FOM: constructivist philosophy
richman at fau.edu
Fri Jun 2 09:54:50 EDT 2000
Stephen G Simpson wrote:
> A response to Fred Richman's posting of today.
>> It seems to me that the philosophical discussion of intuitionistic
>> systems should focus on how they are currently viewed and used, not
>> on some "original intent".
> Why not focus on both?
I suppose it has to do with the meaning of the word "focus".
> For example, we know that Bishop has stated (rather vehemently) that
> nonconstructive existence proofs constitute fraud. Why? If we prove
> the absurdity of (forall x) not Phi(x), why does Bishop think this is
> not a proof (or at least very strong evidence) that (exists x) Phi(x)?
I imagine that Bishop would have taken such a proof as evidence even
if he though it constituted a fraud. He did say that every classical
proof was a challenge to constructive mathematicians.
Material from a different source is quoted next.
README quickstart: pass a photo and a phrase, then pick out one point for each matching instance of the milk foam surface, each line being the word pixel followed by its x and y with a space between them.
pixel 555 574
Just like every
inelegant proof, or overly specialized theorem, is a challenge to
I'm not sure there are any really good examples of this kind of proof.
One might think of the intermediate value theorem, where Phi(x) is
f(x) = 0. There is a constructive proof of the absurdity of "f(x) is
different from 0 for all x", but "f(x) is different from 0" is not the
simple negation of f(x) = 0. (Whether there is a constructive proof of
the absurdity of the weaker statement seems terribly uninteresting to
me.) For decidable Phi, this is Markov's principle, which is accepted
by some constructivists. Apparently, every time you have a
constructive proof of the hypothesis, you can get a constructive proof
of the conclusion. Is this reason enough to adopt the principle? That
seems like a philosophical question that doesn't involve "a
comprehensive integrated world-view of man, nature, ... etc.". A
somewhat similar situation is Church's thesis in a constructive
setting. Nobody has come up with a function that is not recursive, nor
does it seem likely that anyone ever will. Is that reason enough to
postulate Church's thesis?
I think the Brouwerian counterexamples to the intermediate value
theorem are the arguments against classical proof. Of course they do
not speak to everybody.
> The moon exists, yet we did not construct it, and no fraud is
> involved. Why and how does Bishop think mathematics is different
> from the rest of science?
I have always been a little mystified by the inclusion of mathematics
with the sciences. It seems bizarre to me to draw a parallel between
the existence of the moon and the existence of an odd perfect number,
while the question of the existence of the number 5 strikes me as
> I don't see these issues (hard vs soft analysis, objects vs maps, etc)
> as truly philosophical. They do not seem to flow from any
> comprehensive world-view or conflict of world-views. ...
> As they stand, I would identify them as relatively narrow,
> methodological issues.
You could say that hard analysis sees mathematics as problems to solve
while soft analysis sees it as a situation to understand. This is not
just a methodological issue---they are striving to accomplish
different things and their criteria for success are different.
Category theory, like constructivism, is a way of looking at all of
mathematics. In both cases, when you adopt the point of view, some
mathematical questions become uninteresting and others become very
interesting. Such comprehensive views of mathematics seem truly
philosophical even if they cannot be extended to a comprehensive
world-view (which the hard vs soft analysis probably could be).